Total cholesterol (T-CHO), triacylglycerol (TG), free fatty acids (FFA), fasting blood glucose (FBG), fasting serum insulin (FINS), acid phosphatase (ACP), alkaline phosphatase (AKP), alanine aminotransferase (ALT), aspartate aminotransferase (AST), catalase (CAT), malondialdehyde (MDA), lipopolysaccharides (LPS) were determined by biochemical kits purchased from Jiancheng Bioengineering Institute (Nanjing, China). The bile salt hydrolase (BSH) content was determined by a biochemical kit purchased from Jianglia Bioengineering Institute (Shanghai, China). The ratio of reduced glutathione (GSH) and oxidized glutathione (GSSG) was determined by a GSH:GSSG kit (Jiancheng Bioengineering Institute, Nanjing, China).
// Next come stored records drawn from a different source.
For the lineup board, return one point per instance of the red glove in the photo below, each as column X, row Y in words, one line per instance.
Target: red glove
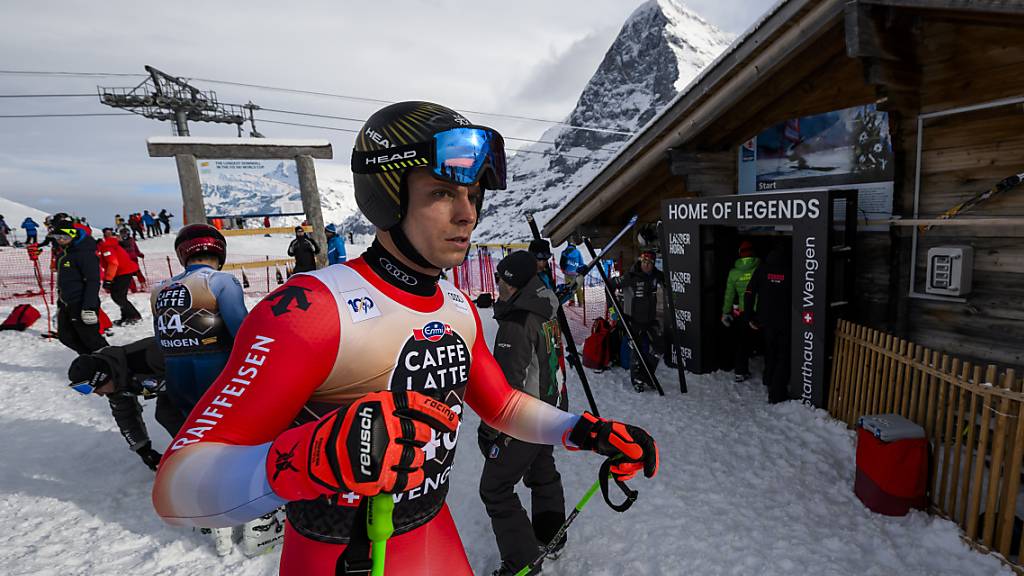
column 633, row 446
column 372, row 446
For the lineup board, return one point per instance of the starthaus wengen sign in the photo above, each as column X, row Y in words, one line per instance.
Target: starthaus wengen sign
column 810, row 214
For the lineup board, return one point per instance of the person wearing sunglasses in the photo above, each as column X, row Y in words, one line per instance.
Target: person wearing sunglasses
column 78, row 286
column 348, row 381
column 122, row 374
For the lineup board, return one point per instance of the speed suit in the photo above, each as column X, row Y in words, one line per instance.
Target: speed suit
column 318, row 342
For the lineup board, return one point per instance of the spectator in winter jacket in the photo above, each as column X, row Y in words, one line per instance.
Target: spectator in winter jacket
column 304, row 249
column 130, row 246
column 570, row 261
column 78, row 286
column 526, row 348
column 122, row 374
column 768, row 301
column 150, row 222
column 4, row 231
column 640, row 288
column 118, row 272
column 733, row 307
column 335, row 246
column 165, row 218
column 31, row 231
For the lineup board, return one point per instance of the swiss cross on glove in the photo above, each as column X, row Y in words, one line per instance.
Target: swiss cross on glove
column 372, row 446
column 634, row 448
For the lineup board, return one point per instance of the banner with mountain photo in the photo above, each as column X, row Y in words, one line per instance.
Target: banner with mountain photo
column 849, row 148
column 250, row 188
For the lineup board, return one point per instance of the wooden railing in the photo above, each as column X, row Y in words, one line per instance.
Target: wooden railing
column 974, row 417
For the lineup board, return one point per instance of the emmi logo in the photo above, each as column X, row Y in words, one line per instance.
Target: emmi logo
column 384, row 159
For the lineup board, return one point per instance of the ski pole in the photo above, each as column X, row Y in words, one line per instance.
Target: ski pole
column 600, row 483
column 626, row 325
column 379, row 529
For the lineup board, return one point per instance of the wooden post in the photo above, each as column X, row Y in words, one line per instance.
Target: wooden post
column 942, row 501
column 978, row 475
column 192, row 190
column 1013, row 476
column 311, row 204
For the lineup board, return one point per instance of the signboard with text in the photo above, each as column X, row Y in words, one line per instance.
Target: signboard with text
column 810, row 214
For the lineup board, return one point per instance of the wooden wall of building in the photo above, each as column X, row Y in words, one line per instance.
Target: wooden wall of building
column 968, row 63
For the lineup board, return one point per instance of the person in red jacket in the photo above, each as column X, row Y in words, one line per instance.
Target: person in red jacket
column 130, row 246
column 118, row 272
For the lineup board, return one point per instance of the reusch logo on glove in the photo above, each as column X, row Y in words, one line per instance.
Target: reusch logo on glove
column 432, row 332
column 366, row 424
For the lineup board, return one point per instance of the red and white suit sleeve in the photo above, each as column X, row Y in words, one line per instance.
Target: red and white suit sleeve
column 509, row 410
column 214, row 474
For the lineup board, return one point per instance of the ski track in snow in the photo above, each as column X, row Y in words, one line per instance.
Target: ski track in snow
column 743, row 488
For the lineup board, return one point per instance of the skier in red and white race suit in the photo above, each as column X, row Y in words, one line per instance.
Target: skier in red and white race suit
column 348, row 381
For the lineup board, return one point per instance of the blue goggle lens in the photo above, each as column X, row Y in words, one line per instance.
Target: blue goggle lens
column 466, row 156
column 82, row 387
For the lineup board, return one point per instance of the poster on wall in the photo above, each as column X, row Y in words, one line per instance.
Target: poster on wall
column 849, row 148
column 250, row 188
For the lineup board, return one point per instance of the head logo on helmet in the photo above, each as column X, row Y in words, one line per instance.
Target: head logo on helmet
column 406, row 135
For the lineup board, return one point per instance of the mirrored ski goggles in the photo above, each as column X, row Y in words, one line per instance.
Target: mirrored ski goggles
column 84, row 388
column 464, row 156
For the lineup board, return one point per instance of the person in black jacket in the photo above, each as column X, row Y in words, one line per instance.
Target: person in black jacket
column 304, row 249
column 78, row 286
column 640, row 287
column 526, row 350
column 769, row 295
column 122, row 374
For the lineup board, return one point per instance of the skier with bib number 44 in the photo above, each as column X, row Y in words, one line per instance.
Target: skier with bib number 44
column 347, row 382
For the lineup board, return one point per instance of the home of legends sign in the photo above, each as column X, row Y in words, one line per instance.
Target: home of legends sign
column 810, row 214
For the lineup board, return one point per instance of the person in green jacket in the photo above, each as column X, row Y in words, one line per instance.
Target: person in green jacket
column 732, row 307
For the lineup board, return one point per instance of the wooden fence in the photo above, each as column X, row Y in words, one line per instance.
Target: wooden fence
column 973, row 415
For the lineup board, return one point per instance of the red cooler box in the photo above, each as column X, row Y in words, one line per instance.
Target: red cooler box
column 892, row 464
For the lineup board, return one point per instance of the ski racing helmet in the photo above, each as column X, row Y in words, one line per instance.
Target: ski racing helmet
column 413, row 134
column 200, row 239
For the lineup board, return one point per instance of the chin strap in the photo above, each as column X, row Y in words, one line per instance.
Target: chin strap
column 403, row 245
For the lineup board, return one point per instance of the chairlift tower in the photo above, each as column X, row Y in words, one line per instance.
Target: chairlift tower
column 163, row 96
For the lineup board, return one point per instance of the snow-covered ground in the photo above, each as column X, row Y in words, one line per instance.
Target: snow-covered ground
column 744, row 488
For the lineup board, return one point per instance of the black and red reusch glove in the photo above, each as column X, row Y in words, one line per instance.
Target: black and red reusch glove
column 631, row 447
column 371, row 446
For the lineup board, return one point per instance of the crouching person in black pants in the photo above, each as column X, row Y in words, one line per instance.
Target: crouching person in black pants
column 526, row 348
column 122, row 374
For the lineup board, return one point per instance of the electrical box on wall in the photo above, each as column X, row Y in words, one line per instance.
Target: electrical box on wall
column 950, row 270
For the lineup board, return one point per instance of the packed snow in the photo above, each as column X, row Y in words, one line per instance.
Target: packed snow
column 743, row 487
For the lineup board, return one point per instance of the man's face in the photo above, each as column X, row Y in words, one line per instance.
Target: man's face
column 505, row 291
column 440, row 217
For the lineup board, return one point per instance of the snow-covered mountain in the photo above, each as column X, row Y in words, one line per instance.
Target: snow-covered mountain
column 659, row 49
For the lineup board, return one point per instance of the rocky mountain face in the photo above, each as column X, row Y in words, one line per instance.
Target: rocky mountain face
column 659, row 49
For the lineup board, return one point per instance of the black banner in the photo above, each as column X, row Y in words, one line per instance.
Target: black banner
column 810, row 214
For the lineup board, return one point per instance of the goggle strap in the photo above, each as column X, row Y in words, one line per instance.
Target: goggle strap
column 397, row 158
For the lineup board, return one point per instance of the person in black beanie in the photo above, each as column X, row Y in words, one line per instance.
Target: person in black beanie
column 122, row 374
column 78, row 286
column 526, row 350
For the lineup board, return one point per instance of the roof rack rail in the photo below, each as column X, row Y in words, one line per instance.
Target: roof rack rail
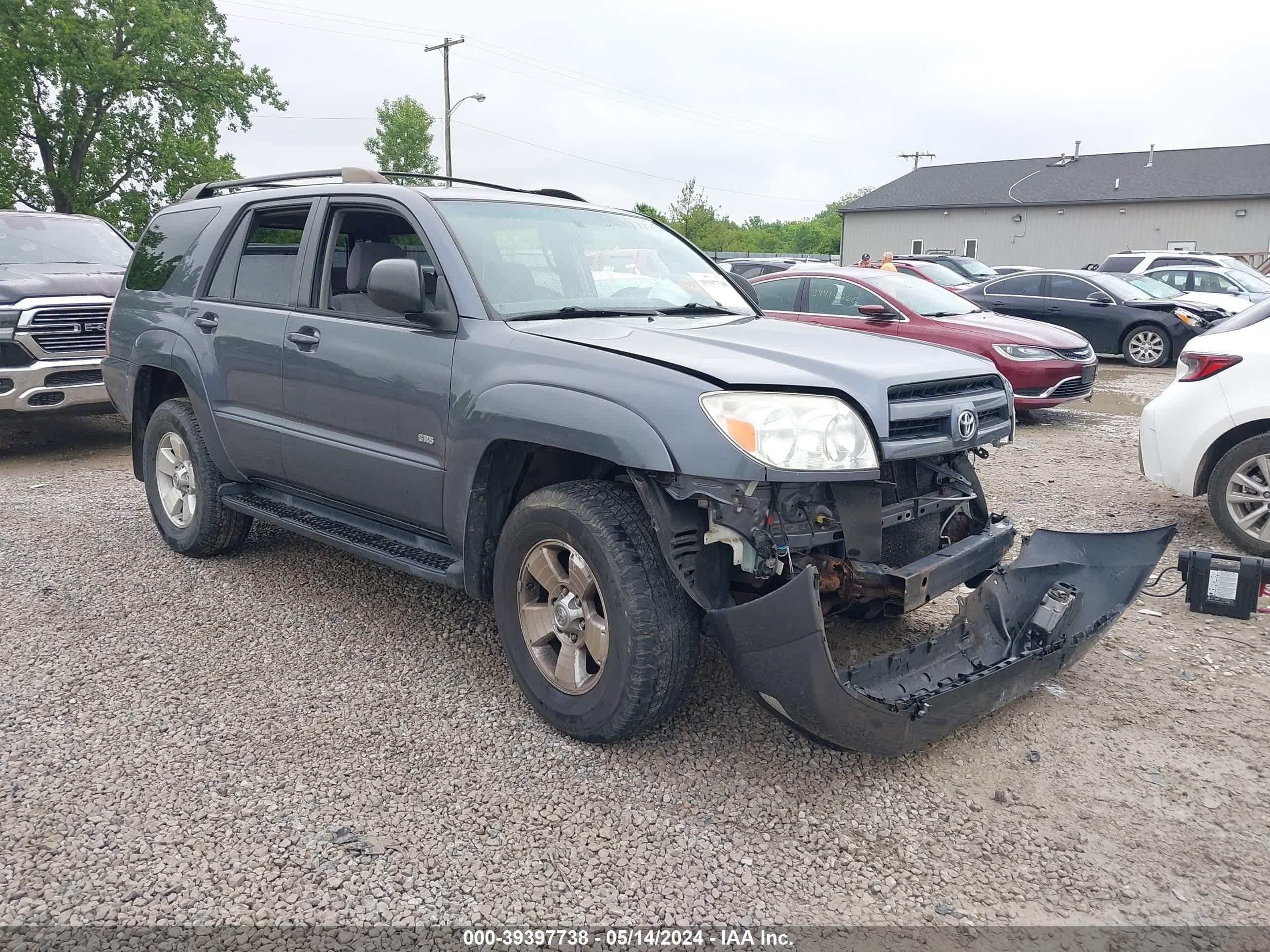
column 351, row 174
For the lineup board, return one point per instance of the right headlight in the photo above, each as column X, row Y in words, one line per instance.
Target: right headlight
column 801, row 432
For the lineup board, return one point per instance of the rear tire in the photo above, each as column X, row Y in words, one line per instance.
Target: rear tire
column 183, row 486
column 1244, row 471
column 1147, row 345
column 606, row 644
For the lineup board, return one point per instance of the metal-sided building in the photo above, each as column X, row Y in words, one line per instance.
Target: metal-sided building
column 1071, row 211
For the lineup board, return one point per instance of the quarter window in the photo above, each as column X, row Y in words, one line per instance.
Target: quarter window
column 1019, row 286
column 777, row 295
column 839, row 299
column 1121, row 263
column 1070, row 289
column 164, row 247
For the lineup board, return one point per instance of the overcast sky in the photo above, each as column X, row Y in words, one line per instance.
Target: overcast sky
column 785, row 102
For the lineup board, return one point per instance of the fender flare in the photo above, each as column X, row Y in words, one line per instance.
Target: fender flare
column 181, row 360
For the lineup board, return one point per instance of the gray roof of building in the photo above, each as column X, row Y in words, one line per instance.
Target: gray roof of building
column 1226, row 172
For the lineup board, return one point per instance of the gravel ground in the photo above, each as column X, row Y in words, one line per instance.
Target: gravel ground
column 292, row 735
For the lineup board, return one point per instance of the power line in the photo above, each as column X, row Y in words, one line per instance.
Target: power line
column 546, row 149
column 651, row 101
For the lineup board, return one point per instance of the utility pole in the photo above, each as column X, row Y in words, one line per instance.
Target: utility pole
column 916, row 157
column 445, row 61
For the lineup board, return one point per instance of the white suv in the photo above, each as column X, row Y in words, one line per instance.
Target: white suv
column 1143, row 262
column 1209, row 432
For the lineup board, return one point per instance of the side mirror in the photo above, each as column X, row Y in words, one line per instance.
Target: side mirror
column 878, row 312
column 400, row 285
column 744, row 287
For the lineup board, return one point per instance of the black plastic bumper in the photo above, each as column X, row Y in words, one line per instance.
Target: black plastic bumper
column 1029, row 621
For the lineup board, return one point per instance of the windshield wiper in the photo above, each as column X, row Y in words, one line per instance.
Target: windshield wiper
column 694, row 307
column 582, row 312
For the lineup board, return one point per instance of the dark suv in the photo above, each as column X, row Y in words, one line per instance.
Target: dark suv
column 437, row 380
column 58, row 278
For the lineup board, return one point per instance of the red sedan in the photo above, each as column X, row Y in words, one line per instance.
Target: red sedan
column 935, row 272
column 1046, row 365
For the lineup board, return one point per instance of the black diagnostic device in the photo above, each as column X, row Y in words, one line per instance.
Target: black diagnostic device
column 1222, row 584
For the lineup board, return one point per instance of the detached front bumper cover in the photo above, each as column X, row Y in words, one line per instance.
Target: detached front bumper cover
column 1026, row 622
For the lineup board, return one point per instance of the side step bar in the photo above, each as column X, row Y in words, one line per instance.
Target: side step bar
column 404, row 551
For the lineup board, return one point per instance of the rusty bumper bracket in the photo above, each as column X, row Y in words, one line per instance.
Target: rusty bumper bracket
column 1028, row 622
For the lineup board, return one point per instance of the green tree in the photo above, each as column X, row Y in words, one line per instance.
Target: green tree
column 403, row 141
column 113, row 107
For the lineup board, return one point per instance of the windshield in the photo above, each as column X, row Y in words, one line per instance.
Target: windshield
column 975, row 267
column 1240, row 267
column 536, row 259
column 1156, row 289
column 940, row 274
column 40, row 239
column 921, row 296
column 1122, row 289
column 1254, row 282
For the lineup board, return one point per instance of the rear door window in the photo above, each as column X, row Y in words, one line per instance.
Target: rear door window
column 1018, row 286
column 777, row 295
column 1121, row 263
column 259, row 266
column 164, row 247
column 1070, row 289
column 839, row 299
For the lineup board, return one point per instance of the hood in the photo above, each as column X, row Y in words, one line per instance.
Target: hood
column 765, row 353
column 21, row 281
column 999, row 329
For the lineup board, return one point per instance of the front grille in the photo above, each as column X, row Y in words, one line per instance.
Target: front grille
column 934, row 390
column 1074, row 387
column 14, row 356
column 73, row 378
column 917, row 429
column 64, row 331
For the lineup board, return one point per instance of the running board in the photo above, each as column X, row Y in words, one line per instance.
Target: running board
column 397, row 549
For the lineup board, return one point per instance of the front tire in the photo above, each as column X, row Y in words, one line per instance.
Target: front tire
column 1147, row 345
column 183, row 486
column 1238, row 495
column 598, row 631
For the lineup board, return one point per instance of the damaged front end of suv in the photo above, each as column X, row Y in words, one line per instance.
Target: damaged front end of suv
column 770, row 560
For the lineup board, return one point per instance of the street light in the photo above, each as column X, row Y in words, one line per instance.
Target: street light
column 479, row 98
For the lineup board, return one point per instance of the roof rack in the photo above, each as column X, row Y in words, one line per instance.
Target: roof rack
column 351, row 174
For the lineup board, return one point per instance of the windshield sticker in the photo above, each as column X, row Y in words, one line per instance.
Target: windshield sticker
column 719, row 289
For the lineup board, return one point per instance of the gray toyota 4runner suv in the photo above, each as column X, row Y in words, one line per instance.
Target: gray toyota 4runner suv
column 59, row 274
column 441, row 380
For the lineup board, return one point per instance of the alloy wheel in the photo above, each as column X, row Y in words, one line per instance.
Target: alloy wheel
column 1146, row 347
column 1247, row 498
column 175, row 477
column 563, row 617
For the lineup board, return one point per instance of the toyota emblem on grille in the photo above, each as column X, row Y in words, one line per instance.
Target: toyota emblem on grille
column 967, row 424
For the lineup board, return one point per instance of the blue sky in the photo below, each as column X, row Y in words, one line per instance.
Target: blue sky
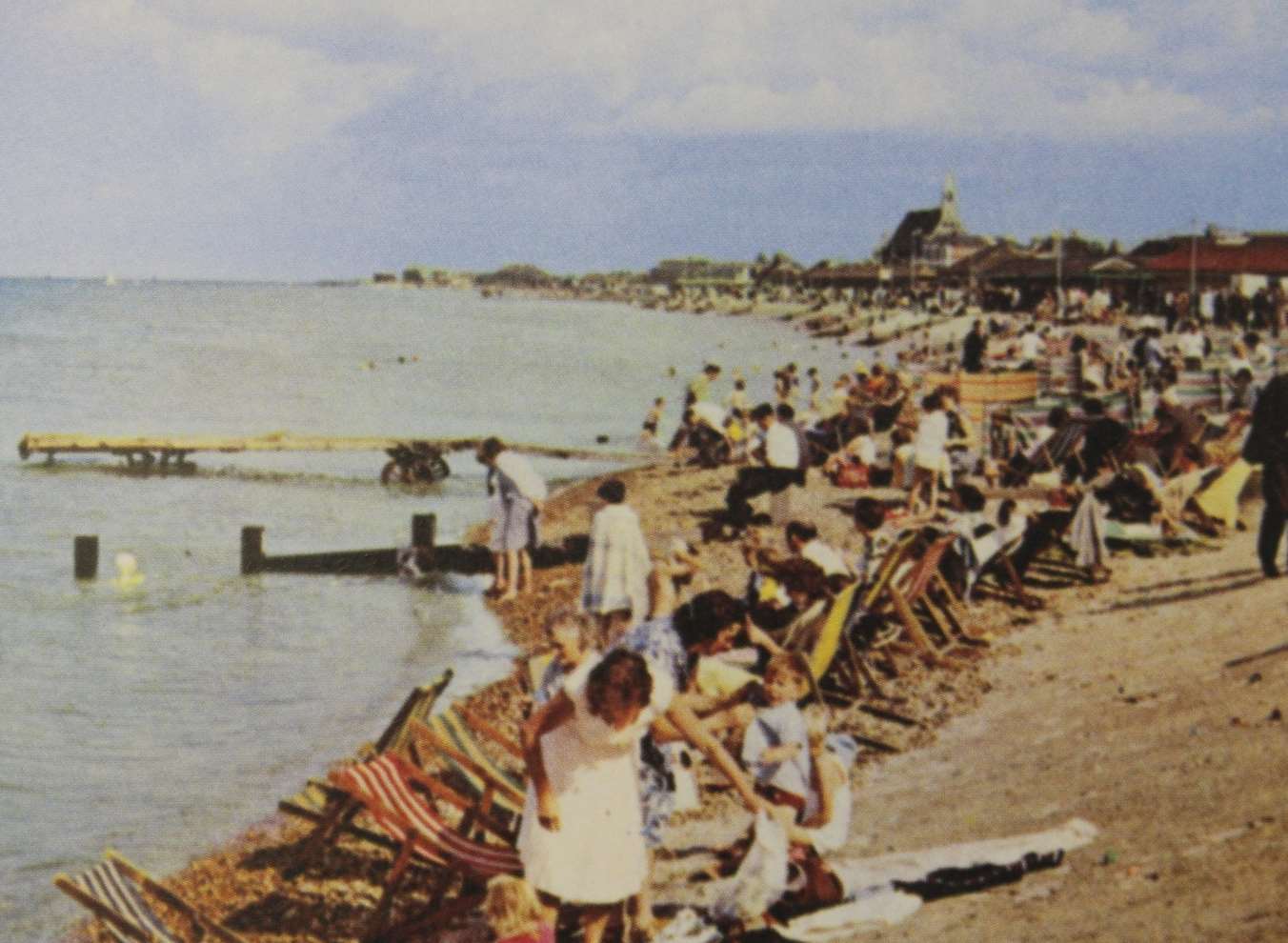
column 234, row 138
Homeostasis model assessment-estimated insulin resistance (HOMA-IR) was calculated using the following formula:

HOMA-IR = FBG (mmol/L) × FINS (mU)/22.5

4.4. Hematoxylin and eosin staining

Adipose tissue was fixed in 10% formaldehyde overnight, paraffin-embedded, sectioned (4-μm thickness, 3–5 sections/specimen) and stained with hematoxylin and eosin (H&E) for histological analysis. Digital images of H&E stained sections were acquired with a Nikon Eclipse Ti microscope at × 400 magnifications (Ti-E/U/S, Japan). Image J software (National Institutes of Health, USA) was used to count adipocytes.

4.5. Cell culture

Human liver hepatocellular carcinoma (HepG2) cells were cultured in MEM (Sigma, St. Louis, MO, USA) supplemented with 10% FBS, penicillin and streptomycin. Cells were maintained in 5% CO₂ at 37°C.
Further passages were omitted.